There were a few tears, obviously, because it’s such a horrible and delicate subject. There are going to be high emotions all the time. But it wasn’t awkward talking to them about the people they lost. It was more like talking about old friends.
Megan Noble

Noble is now in her first year at the University of Edinburgh in Scotland, and she said she’s starting to realize that she’s not going back to SU.

As part of her nursing studies, Noble will begin medical placement in December. Receiving the scholarship allowed her to become more confident and independent, she said, and has given her the ability to relate to others more.

“None of us, the scholars, would have ever done anything like any of us did in Syracuse,” she said. “Sometimes I think people forget that, especially those over in Syracuse. You don’t realize what this actually means to us.”


Twenty-five years have passed, and in that time, the Lockerbie Scholarship has grown. Interviews were added to the application process. Certain courses are no longer required for scholars, though now they are automatically placed in the Honors Program. The students who leave Lockerbie today do so after graduating from the academy, as opposed to the first few who went in place of their sixth year in high school.

Amid all this growth is the constant idea of acting forward.

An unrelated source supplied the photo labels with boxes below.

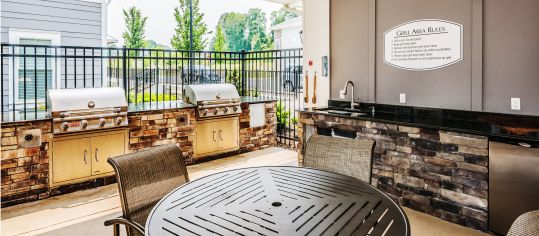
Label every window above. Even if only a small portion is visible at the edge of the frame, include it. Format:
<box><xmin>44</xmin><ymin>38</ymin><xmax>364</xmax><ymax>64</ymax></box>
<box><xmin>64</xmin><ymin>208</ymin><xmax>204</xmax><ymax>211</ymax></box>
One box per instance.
<box><xmin>8</xmin><ymin>28</ymin><xmax>61</xmax><ymax>104</ymax></box>
<box><xmin>18</xmin><ymin>38</ymin><xmax>53</xmax><ymax>101</ymax></box>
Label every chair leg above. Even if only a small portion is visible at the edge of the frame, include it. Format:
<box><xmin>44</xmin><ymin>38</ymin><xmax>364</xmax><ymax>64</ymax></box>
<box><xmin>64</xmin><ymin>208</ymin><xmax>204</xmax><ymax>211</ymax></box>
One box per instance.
<box><xmin>114</xmin><ymin>224</ymin><xmax>120</xmax><ymax>236</ymax></box>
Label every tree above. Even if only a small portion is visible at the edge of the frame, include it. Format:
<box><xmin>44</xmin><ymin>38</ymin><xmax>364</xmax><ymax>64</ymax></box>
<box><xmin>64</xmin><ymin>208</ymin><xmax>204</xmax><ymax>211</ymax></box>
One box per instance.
<box><xmin>214</xmin><ymin>8</ymin><xmax>272</xmax><ymax>52</ymax></box>
<box><xmin>219</xmin><ymin>12</ymin><xmax>249</xmax><ymax>52</ymax></box>
<box><xmin>212</xmin><ymin>24</ymin><xmax>228</xmax><ymax>52</ymax></box>
<box><xmin>170</xmin><ymin>0</ymin><xmax>209</xmax><ymax>50</ymax></box>
<box><xmin>122</xmin><ymin>7</ymin><xmax>148</xmax><ymax>48</ymax></box>
<box><xmin>270</xmin><ymin>8</ymin><xmax>298</xmax><ymax>26</ymax></box>
<box><xmin>245</xmin><ymin>8</ymin><xmax>271</xmax><ymax>51</ymax></box>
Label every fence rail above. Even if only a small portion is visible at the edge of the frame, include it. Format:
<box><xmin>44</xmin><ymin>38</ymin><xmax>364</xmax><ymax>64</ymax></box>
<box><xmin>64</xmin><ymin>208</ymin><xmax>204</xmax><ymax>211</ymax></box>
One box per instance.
<box><xmin>0</xmin><ymin>44</ymin><xmax>303</xmax><ymax>146</ymax></box>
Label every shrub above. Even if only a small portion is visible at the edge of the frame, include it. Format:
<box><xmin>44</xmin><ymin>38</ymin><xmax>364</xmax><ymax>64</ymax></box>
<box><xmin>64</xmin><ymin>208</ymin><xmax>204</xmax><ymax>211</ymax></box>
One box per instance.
<box><xmin>129</xmin><ymin>92</ymin><xmax>178</xmax><ymax>103</ymax></box>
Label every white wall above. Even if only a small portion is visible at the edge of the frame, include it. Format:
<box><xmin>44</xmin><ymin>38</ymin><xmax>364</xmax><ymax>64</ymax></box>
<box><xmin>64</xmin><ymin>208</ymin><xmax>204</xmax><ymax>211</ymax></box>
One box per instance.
<box><xmin>303</xmin><ymin>0</ymin><xmax>331</xmax><ymax>107</ymax></box>
<box><xmin>280</xmin><ymin>26</ymin><xmax>303</xmax><ymax>49</ymax></box>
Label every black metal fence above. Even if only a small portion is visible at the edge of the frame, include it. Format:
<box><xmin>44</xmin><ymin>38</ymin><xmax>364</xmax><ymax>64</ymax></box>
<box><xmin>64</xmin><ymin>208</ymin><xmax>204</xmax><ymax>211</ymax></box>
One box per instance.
<box><xmin>0</xmin><ymin>44</ymin><xmax>303</xmax><ymax>147</ymax></box>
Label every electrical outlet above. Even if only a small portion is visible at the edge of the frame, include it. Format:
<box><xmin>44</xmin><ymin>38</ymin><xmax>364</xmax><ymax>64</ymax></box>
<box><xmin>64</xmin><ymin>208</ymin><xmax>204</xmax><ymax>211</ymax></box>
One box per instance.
<box><xmin>399</xmin><ymin>93</ymin><xmax>406</xmax><ymax>104</ymax></box>
<box><xmin>511</xmin><ymin>98</ymin><xmax>520</xmax><ymax>111</ymax></box>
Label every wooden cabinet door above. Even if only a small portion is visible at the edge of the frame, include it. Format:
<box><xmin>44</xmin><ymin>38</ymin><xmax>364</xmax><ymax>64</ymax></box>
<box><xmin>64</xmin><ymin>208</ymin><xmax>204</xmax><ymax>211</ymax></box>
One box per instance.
<box><xmin>195</xmin><ymin>121</ymin><xmax>219</xmax><ymax>155</ymax></box>
<box><xmin>91</xmin><ymin>133</ymin><xmax>125</xmax><ymax>175</ymax></box>
<box><xmin>216</xmin><ymin>117</ymin><xmax>239</xmax><ymax>150</ymax></box>
<box><xmin>52</xmin><ymin>138</ymin><xmax>92</xmax><ymax>183</ymax></box>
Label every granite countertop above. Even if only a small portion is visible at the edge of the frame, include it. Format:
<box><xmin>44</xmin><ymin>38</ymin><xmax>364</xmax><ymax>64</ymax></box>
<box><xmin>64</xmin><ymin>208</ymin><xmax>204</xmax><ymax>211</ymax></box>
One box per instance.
<box><xmin>298</xmin><ymin>101</ymin><xmax>539</xmax><ymax>146</ymax></box>
<box><xmin>241</xmin><ymin>96</ymin><xmax>277</xmax><ymax>104</ymax></box>
<box><xmin>1</xmin><ymin>96</ymin><xmax>276</xmax><ymax>124</ymax></box>
<box><xmin>127</xmin><ymin>100</ymin><xmax>195</xmax><ymax>113</ymax></box>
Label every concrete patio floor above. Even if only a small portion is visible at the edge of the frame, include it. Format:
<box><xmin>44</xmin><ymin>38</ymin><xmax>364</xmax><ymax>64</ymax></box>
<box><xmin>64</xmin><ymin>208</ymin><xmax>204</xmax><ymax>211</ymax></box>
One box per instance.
<box><xmin>0</xmin><ymin>148</ymin><xmax>488</xmax><ymax>236</ymax></box>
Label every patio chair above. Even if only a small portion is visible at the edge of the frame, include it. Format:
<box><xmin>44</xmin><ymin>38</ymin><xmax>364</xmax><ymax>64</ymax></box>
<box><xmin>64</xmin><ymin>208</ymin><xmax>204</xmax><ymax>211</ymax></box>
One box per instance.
<box><xmin>303</xmin><ymin>134</ymin><xmax>375</xmax><ymax>183</ymax></box>
<box><xmin>507</xmin><ymin>210</ymin><xmax>539</xmax><ymax>236</ymax></box>
<box><xmin>105</xmin><ymin>144</ymin><xmax>189</xmax><ymax>236</ymax></box>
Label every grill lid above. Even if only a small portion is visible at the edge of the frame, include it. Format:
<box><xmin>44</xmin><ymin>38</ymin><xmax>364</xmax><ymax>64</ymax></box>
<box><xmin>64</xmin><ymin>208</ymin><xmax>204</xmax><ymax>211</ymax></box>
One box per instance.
<box><xmin>184</xmin><ymin>84</ymin><xmax>240</xmax><ymax>105</ymax></box>
<box><xmin>47</xmin><ymin>88</ymin><xmax>127</xmax><ymax>112</ymax></box>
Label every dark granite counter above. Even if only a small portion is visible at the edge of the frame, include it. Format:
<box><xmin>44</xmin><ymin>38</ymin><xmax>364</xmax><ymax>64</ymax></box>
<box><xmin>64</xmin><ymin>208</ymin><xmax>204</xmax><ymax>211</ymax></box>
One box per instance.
<box><xmin>127</xmin><ymin>101</ymin><xmax>195</xmax><ymax>113</ymax></box>
<box><xmin>299</xmin><ymin>101</ymin><xmax>539</xmax><ymax>146</ymax></box>
<box><xmin>241</xmin><ymin>96</ymin><xmax>277</xmax><ymax>104</ymax></box>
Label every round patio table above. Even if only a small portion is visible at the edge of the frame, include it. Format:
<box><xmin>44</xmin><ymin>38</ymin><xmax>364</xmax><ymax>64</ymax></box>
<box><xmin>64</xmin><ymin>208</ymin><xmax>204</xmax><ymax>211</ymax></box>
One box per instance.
<box><xmin>146</xmin><ymin>167</ymin><xmax>410</xmax><ymax>236</ymax></box>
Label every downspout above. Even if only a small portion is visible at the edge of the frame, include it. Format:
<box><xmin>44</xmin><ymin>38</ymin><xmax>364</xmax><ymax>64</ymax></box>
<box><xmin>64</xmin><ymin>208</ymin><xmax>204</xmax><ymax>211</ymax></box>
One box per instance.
<box><xmin>101</xmin><ymin>0</ymin><xmax>112</xmax><ymax>47</ymax></box>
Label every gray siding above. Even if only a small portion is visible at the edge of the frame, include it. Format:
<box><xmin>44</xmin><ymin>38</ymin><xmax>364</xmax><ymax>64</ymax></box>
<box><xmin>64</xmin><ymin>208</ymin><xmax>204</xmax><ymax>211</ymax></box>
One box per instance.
<box><xmin>1</xmin><ymin>0</ymin><xmax>102</xmax><ymax>46</ymax></box>
<box><xmin>0</xmin><ymin>0</ymin><xmax>103</xmax><ymax>118</ymax></box>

Noble said she believes the scholarship allows people to look back on the joint history of Lockerbie and Syracuse, and that by acting as a bridge between the two institutions, it will keep future generations educated about Pan Am Flight 103.

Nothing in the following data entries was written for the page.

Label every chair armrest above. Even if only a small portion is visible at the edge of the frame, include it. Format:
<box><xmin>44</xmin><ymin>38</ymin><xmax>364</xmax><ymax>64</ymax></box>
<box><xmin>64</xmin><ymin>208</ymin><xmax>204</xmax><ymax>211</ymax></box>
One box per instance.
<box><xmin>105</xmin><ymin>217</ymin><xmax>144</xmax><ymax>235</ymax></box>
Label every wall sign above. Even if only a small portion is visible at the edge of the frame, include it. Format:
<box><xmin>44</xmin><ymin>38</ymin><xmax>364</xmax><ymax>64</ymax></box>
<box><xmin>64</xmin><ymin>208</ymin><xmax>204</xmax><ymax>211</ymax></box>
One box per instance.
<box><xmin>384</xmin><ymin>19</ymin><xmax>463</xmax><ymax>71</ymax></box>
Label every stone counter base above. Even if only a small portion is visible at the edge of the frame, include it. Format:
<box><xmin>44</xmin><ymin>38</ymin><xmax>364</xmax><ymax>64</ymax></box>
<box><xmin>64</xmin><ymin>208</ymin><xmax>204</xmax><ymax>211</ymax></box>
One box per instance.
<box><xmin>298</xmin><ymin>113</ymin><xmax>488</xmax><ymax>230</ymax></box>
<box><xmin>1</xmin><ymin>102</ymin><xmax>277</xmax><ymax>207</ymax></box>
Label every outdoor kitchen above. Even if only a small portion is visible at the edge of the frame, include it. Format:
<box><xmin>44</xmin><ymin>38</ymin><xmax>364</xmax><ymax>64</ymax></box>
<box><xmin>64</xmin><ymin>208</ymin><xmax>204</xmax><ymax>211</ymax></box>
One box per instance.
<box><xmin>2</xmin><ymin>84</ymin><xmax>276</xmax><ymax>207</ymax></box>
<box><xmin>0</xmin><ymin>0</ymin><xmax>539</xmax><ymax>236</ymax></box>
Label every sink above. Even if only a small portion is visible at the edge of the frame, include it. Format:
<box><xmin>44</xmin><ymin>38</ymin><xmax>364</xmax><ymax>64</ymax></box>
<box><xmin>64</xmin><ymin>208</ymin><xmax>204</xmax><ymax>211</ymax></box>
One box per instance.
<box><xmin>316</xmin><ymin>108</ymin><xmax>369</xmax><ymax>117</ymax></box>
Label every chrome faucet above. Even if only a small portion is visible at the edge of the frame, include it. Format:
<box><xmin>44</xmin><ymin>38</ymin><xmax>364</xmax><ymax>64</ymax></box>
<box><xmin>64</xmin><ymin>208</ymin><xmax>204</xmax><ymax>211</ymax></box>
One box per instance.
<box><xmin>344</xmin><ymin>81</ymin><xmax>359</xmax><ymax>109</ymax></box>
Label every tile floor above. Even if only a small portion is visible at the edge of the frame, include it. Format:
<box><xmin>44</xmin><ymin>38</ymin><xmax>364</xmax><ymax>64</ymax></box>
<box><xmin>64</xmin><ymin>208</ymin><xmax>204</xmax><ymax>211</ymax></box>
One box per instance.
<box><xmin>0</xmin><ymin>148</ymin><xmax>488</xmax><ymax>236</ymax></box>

It’s quite ironic and horrible and beautiful that all these people had to die for something so wonderful to come out of it and give all of us these amazing opportunities. They set us up for life. Really, they do.
Megan Noble

For Grant, acting forward encompasses “the kindness of strangers” that has stayed with her throughout the years. By the end of her year at SU, people who were once strangers to her were far from it. It’s that kindness and the impact of it that Grant continues to pass on today.

“I was there for a very dark reason, and they wanted to shine light into a dark part of my experience,” she said. “Look back, act forward, pay it forward, pass it on.”